The medium explains Masumi's gone out walking. This way they have their privacy. They discuss payment. The young bride passes the medium a fair chunk of her dead father's money—the high price of a personal consultation. They sit together at the medium's table, her simple wooden box between them, but closer to the medium's chair so it is clear the bride should not touch.

“I'm told you'd like to speak with your father.”

“You can do that?”

“I can be a vessel. If you want me to.”

“I would like that,” says the girl, putting her fingers on his fingers.

“You might.” He looks down at her hand touching his. “Please don't touch me.”

The girl withdraws her hand. The medium gathers his brother's box to his breast, feeling the smooth, cool grain. He leans close enough to breathe its dusty, wooden scent. Like loaded dice rolling into place, his mind finds focus. It seeks a voice, a dead man's. The dead man is coming to him. They will meet in the middle. He will blank his mind and let it take a new shape, a new fire, burning through the fibers, and this will change the features of his face, drawing tight weak, neglected muscles, and slacking others favored by the medium, making the face feel as a pudding, shot through with stubborn strands or grains, entangled in a numbed mesh, a speaking slab joined to the skull.

The ghost enters the medium.

The ghost favors the eyebrows, the forehead, the muscle ridges of the cheeks. He lunges the head forward, close as he can to his daughter. “Adèle?”

“Daddy?”

“What have you done with my money?”

“It's still there, Daddy. We've only spent a little.”

“It has to last you your whole life.”

“I can work,” says the young bride. “Gilbert will go into business.”

“You married Gilbert?”

“He's a good boy. He takes care of me.”

“I worry about you.” The medium's face falls. His eyes water.

“Do you feel this?” She touches the medium's hand.

“No. I don't.”

Masumi does.

“Do they still use my planes?” says the medium's face.

“Yes. Of course they do.”

They talk about family things. She tells him of the aunt who died. The medium's mouth grows tired and dry. He needs a taste. How to tell the ghost? There is nothing to do for it but wait.

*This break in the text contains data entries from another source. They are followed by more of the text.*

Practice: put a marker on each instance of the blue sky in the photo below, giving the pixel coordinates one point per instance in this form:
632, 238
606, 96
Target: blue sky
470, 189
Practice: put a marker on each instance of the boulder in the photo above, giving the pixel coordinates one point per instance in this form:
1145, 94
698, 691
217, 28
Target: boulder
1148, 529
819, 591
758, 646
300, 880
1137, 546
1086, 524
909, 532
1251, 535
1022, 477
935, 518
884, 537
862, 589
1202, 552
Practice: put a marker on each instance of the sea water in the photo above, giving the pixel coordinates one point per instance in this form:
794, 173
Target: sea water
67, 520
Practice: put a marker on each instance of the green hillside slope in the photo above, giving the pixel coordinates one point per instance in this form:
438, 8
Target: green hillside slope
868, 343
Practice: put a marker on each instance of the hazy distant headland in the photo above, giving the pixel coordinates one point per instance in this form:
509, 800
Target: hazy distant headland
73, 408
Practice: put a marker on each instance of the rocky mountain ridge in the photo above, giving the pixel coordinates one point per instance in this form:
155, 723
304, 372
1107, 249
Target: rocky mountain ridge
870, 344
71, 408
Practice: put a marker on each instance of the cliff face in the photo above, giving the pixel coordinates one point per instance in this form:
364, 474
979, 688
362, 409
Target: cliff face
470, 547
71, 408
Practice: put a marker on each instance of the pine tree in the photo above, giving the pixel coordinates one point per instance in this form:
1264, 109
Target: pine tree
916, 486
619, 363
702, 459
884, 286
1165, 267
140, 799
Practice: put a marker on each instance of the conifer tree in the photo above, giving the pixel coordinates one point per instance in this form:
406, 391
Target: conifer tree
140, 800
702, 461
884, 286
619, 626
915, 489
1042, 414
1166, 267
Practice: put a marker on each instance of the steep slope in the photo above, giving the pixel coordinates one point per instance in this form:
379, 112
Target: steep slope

Later, when the ghost leaves Masumi, he feels his body tremor. The strange, other shape fades from his brain, his face. He is himself.

“Thank you,” says the young bride. “It was strange. That was really him, wasn't it?”

“Next time I could be your grandmother.” He pops the cork on a wine bottle and drinks from it, pulling the feather needle from his forehead. A drop of blood lands on the table, wet and heavy and still.

“I might be afraid to come again,” she says.

“There's one other thing,” says the medium. “You're pregnant.”

“How can you know that? You see the dead.”

“Sometimes the living are dead come back.”